January 31, 2017 GMT

Connecticut’s congressional delegation is trying to take away the spending power of President Donald Trump to carry out his contentious executive order barring immigrants from seven Muslim-majority nations.

All seven Democrats have signed on to legislation seeking to block the program from taking effect, with Chris Murphy the lead author of the Senate version of the bill opposing Trump’s signature action. Its co-sponsors include Murphy’s Senate colleague, Richard Blumenthal.

Murphy said Tuesday that the ban is not only illegal, but it gives terrorists a recruiting tool to bolster their false narrative that the U.S. is anti-Muslim. He characterized the restriction as a death sentence for refugees from the countries on the list.

“So our policy now is to bomb Yemen, bomb Iraq, bomb Syria, creating a humanitarian disaster and then locking civilians inside to die,” Murphy said in an interview. “That’s a moral abomination.”

The pushback from Democrats, who are in the minority in both the Senate and House, follows a turbulent weekend of protests at airports across the nation over Trump’s executive order. Murphy has been trying to help reunite a Milford resident from Syria with his wife and two daughters, who were granted refugee status but grounded in the Ukraine over the weekend after Trump’s executive order was signed.

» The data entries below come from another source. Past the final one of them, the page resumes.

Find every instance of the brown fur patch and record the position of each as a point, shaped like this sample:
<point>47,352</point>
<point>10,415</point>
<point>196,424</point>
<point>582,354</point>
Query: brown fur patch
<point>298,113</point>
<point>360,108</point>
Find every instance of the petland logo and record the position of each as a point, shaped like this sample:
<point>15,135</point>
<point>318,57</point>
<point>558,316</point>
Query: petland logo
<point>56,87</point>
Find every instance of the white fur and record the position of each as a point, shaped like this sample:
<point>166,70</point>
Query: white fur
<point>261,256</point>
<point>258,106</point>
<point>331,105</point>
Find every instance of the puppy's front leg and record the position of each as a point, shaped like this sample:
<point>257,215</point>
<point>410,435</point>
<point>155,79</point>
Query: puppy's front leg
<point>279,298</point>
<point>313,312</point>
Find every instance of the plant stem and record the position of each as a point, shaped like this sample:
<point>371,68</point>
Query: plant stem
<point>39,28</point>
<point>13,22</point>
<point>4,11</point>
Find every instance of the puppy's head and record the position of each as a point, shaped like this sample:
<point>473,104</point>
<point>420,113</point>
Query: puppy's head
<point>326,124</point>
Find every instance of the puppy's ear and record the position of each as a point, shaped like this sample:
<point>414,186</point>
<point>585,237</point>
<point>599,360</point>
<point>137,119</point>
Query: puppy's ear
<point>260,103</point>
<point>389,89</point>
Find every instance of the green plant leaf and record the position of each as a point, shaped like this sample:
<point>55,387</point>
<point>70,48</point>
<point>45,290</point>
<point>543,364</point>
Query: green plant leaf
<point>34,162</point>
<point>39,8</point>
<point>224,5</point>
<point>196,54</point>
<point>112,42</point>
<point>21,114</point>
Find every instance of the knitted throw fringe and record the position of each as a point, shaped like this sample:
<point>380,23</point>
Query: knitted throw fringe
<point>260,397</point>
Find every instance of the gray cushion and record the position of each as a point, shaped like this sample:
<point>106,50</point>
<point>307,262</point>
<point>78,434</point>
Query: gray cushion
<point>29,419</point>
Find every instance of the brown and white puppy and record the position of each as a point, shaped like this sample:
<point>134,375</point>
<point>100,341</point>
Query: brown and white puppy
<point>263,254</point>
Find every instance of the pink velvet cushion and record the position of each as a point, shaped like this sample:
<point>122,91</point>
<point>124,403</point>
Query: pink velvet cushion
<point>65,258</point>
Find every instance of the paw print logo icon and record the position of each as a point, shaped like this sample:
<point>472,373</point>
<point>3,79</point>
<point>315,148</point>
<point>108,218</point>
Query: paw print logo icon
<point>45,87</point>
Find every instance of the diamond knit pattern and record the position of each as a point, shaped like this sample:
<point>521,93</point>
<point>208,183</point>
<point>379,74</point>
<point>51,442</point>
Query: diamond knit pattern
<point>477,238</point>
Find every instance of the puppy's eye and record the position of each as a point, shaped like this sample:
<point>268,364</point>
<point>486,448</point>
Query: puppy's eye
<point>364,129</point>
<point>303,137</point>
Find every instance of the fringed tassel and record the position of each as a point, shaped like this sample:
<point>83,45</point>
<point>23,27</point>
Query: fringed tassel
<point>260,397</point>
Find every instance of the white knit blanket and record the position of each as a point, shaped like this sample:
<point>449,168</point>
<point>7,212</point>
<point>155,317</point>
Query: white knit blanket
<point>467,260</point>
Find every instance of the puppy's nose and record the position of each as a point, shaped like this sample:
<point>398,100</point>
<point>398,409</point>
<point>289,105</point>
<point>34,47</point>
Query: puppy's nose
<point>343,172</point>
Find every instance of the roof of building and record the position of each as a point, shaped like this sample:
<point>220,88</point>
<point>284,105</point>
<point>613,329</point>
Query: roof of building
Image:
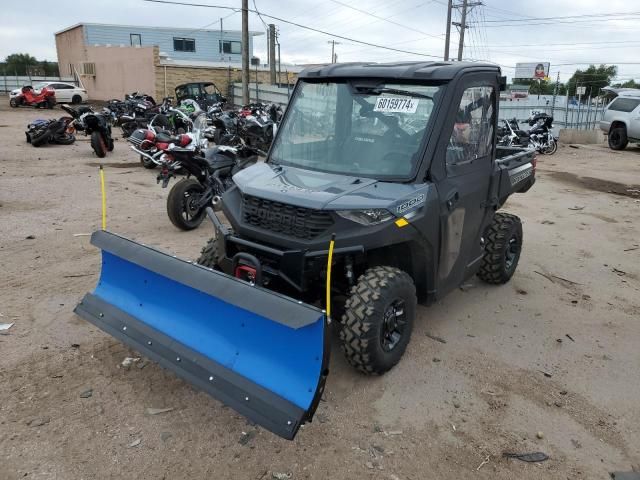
<point>167,61</point>
<point>400,70</point>
<point>174,29</point>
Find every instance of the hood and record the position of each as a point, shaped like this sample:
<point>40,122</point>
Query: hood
<point>319,190</point>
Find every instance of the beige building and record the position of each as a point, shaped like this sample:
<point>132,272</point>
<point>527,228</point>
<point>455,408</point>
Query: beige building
<point>111,60</point>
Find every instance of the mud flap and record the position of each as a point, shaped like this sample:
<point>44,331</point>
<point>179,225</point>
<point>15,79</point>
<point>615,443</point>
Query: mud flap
<point>263,354</point>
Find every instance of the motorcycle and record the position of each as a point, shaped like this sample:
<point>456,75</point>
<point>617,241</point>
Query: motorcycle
<point>98,126</point>
<point>57,131</point>
<point>209,170</point>
<point>136,111</point>
<point>538,138</point>
<point>28,97</point>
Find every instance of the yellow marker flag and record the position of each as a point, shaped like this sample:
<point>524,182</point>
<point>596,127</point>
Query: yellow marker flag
<point>104,199</point>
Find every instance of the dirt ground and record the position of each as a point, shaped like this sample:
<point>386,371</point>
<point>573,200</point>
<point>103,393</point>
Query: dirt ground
<point>553,352</point>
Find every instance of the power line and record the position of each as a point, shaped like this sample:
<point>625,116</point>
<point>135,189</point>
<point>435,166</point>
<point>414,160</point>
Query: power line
<point>565,17</point>
<point>279,19</point>
<point>569,22</point>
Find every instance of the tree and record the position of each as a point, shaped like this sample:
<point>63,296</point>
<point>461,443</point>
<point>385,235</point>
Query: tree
<point>20,63</point>
<point>593,79</point>
<point>628,84</point>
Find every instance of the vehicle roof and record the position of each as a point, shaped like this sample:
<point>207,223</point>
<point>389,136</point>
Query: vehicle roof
<point>635,93</point>
<point>195,83</point>
<point>397,70</point>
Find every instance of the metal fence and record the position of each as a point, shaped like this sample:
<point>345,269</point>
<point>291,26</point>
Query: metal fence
<point>263,93</point>
<point>11,82</point>
<point>582,116</point>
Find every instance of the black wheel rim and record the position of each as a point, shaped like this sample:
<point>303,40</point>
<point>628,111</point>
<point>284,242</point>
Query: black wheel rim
<point>512,252</point>
<point>190,211</point>
<point>393,325</point>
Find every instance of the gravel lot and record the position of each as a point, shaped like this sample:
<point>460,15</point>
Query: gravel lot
<point>553,354</point>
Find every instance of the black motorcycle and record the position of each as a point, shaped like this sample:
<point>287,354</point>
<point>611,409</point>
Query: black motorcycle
<point>98,126</point>
<point>209,175</point>
<point>41,132</point>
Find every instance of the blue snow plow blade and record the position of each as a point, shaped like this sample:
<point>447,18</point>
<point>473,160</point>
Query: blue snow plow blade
<point>263,354</point>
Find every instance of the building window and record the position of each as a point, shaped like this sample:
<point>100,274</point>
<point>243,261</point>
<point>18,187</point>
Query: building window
<point>230,47</point>
<point>184,44</point>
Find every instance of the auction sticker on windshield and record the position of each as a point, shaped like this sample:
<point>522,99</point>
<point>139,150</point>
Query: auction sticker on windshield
<point>396,105</point>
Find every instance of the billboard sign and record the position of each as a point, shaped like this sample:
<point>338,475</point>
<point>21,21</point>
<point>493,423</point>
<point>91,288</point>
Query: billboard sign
<point>536,71</point>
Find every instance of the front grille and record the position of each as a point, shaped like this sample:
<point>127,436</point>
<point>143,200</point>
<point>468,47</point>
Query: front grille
<point>299,222</point>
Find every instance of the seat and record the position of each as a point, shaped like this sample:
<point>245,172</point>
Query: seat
<point>217,159</point>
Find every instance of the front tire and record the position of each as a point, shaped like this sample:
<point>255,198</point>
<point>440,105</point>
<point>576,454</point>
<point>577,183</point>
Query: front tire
<point>181,204</point>
<point>378,319</point>
<point>146,163</point>
<point>618,138</point>
<point>502,249</point>
<point>98,144</point>
<point>551,149</point>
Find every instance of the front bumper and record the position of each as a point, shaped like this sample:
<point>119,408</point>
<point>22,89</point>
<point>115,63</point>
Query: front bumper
<point>296,267</point>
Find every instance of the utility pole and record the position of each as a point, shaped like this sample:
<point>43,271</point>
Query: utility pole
<point>333,44</point>
<point>464,8</point>
<point>245,52</point>
<point>448,35</point>
<point>555,93</point>
<point>463,27</point>
<point>220,43</point>
<point>272,53</point>
<point>279,64</point>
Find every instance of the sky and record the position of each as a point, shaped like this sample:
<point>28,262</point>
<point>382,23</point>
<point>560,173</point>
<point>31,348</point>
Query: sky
<point>565,33</point>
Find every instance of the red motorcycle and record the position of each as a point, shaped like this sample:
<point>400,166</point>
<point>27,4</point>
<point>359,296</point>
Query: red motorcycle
<point>29,98</point>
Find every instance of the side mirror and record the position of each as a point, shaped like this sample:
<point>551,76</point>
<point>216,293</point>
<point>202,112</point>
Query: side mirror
<point>502,83</point>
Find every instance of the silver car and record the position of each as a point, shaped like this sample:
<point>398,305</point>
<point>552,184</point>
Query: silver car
<point>621,120</point>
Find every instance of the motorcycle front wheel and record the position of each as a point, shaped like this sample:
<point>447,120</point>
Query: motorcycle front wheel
<point>550,148</point>
<point>182,204</point>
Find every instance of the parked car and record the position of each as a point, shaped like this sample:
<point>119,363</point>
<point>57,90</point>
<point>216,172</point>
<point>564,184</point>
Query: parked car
<point>205,93</point>
<point>621,120</point>
<point>65,92</point>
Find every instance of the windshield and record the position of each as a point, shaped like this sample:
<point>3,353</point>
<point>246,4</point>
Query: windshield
<point>351,129</point>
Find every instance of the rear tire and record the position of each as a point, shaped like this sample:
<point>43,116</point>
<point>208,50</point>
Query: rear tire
<point>502,249</point>
<point>146,163</point>
<point>179,204</point>
<point>378,319</point>
<point>210,255</point>
<point>98,144</point>
<point>618,138</point>
<point>66,139</point>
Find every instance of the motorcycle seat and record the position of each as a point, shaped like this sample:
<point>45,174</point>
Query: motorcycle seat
<point>217,160</point>
<point>165,137</point>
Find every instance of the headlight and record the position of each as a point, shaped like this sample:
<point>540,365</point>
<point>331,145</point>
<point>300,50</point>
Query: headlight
<point>366,217</point>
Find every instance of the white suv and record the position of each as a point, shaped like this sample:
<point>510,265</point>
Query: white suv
<point>65,92</point>
<point>621,120</point>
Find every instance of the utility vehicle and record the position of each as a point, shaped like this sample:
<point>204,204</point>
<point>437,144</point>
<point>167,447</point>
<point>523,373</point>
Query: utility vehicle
<point>381,190</point>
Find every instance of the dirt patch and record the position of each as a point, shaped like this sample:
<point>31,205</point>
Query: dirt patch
<point>597,184</point>
<point>114,165</point>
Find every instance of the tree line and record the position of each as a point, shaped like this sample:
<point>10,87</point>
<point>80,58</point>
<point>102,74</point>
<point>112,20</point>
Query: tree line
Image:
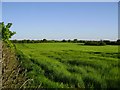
<point>85,42</point>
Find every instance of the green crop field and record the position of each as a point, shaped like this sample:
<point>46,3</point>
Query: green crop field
<point>62,65</point>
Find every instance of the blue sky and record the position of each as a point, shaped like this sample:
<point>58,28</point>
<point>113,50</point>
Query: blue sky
<point>51,20</point>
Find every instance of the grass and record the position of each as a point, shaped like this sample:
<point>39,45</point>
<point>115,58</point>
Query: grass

A request for comment was left Tuesday with the Trump administration, and with Senate Majority Leader Mitch McConnell, R-Ky.

State GOP Chairman J.R. Romano said Democrats are guilty of what they accused the Republicans of during the presidency of Barack Obama — obstruction.

“What they’re interested in is trying to embarrass and disrupt the Trump presidency, and it’s not working,” Romano said. “They lost the election and they cannot accept it and they’re going to do everything necessary to undermine the democratic process.”

In the House, Connecticut’s five representatives co-sponsored the Statue of Liberty Values (SOLVE) Act of 2017, which would defund Trump’s immigration ban.

“Now is the time to stand up against this madness,” Rep. Jim Himes, D-Conn., said Monday in a speech on the House floor.

Over the weekend, Himes was asked by Yale physicians to intervene in the case of a ophthalmology resident and green card holder from Syria who was detained while returning from a humanitarian mission in the Bahamas. The doctor was eventually allowed to return to the U.S., but his case highlighted one of the more controversial aspects of the order — it did not distinguish between green card holders and other immigrants from the seven Muslim-majority nations.

House Speaker Paul Ryan, R-Wis., blocked Democrats’ attempt to bring the SOLVE Act up for a debate, saying at a news conference Tuesday that Trump is delivering on his campaign promise to secure the border.

“What the president has asked us to focus on, and something that we completely agree on, something we ran on, is we’ve got to secure our border,” Ryan said. “We have security concerns, given this age of terrorism, given the fact that we have drugs coming across our border, we have an opioid problem. There are lots of reasons why our focus first and foremost is on border security.”